The most popular NLP validation method was to use a train-test split [17] rather than validation on an external dataset. This method provides a good understanding of how the NLP algorithm performs on unseen documents from the same data source [51], but does not give any indication of how the NLP algorithm would perform on documents from other data sources (i.e. other hospitals or clinics). It is likely that different datasets (especially in different countries) use different language and style to record clinical notes, and such external validation is essential to ensure that NLP algorithms are robust to this variation in language and terminology [52]. A minority of studies included this step in the assessment of their NLP algorithms, and the results of these studies demonstrated acceptable performance, therefore indicating generalisability of these algorithms.

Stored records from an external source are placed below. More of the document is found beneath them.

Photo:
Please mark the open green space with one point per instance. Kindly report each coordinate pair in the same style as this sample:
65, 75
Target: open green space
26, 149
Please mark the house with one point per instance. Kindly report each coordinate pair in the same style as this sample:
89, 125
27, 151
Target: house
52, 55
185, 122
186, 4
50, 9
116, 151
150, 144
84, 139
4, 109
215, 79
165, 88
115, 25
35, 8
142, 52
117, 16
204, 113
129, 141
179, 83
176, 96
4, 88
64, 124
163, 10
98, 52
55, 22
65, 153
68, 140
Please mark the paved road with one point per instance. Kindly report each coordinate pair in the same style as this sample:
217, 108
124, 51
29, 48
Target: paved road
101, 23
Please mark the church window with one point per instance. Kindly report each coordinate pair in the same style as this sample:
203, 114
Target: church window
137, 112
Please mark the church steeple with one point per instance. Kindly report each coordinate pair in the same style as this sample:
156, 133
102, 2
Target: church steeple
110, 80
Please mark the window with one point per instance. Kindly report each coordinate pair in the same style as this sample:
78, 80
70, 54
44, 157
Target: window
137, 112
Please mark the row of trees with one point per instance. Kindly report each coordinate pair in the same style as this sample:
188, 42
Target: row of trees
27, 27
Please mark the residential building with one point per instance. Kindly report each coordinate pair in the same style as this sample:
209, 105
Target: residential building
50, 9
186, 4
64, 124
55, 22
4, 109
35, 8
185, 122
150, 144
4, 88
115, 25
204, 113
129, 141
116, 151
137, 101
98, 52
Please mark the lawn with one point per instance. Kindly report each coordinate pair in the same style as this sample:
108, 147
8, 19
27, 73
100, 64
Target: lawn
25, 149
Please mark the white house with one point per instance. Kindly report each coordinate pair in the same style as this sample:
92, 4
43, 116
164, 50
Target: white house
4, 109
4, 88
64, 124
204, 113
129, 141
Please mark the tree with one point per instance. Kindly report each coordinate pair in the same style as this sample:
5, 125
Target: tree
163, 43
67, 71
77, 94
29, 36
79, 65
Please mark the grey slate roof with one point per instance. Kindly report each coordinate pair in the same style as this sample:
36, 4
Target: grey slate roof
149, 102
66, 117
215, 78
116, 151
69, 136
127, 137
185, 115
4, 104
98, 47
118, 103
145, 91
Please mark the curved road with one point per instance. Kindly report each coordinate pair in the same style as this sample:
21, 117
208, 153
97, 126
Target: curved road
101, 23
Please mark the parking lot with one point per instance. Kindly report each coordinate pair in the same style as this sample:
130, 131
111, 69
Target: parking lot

Most studies in this review used manual text review to establish a gold standard, for comparison against predictions from the NLP algorithms. This method is likely to provide a reliable indicator of the presence of some ageing syndromes such as falls or incontinence, the diagnostic features of which are likely to be clearly identifiable from clinical texts. However, manual text review is more difficult when identifying ageing syndromes that have more complex diagnostic criteria such as sarcopenia [53] and dementia [54], particularly where (as in the case of sarcopenia) the diagnosis relies on objective measurements that may not have been performed. Complex diagnostic criteria relying on objective measurements may similarly be challenging for the NLP algorithms, as extraction and interpretation of these measurements currently lies outside the scope of the algorithms in the current published literature. An additional consideration is that manual text review requires expert human annotators [55], and this task can be highly time consuming, especially when using large datasets that are preferable for optimising the training of NLP algorithms [56].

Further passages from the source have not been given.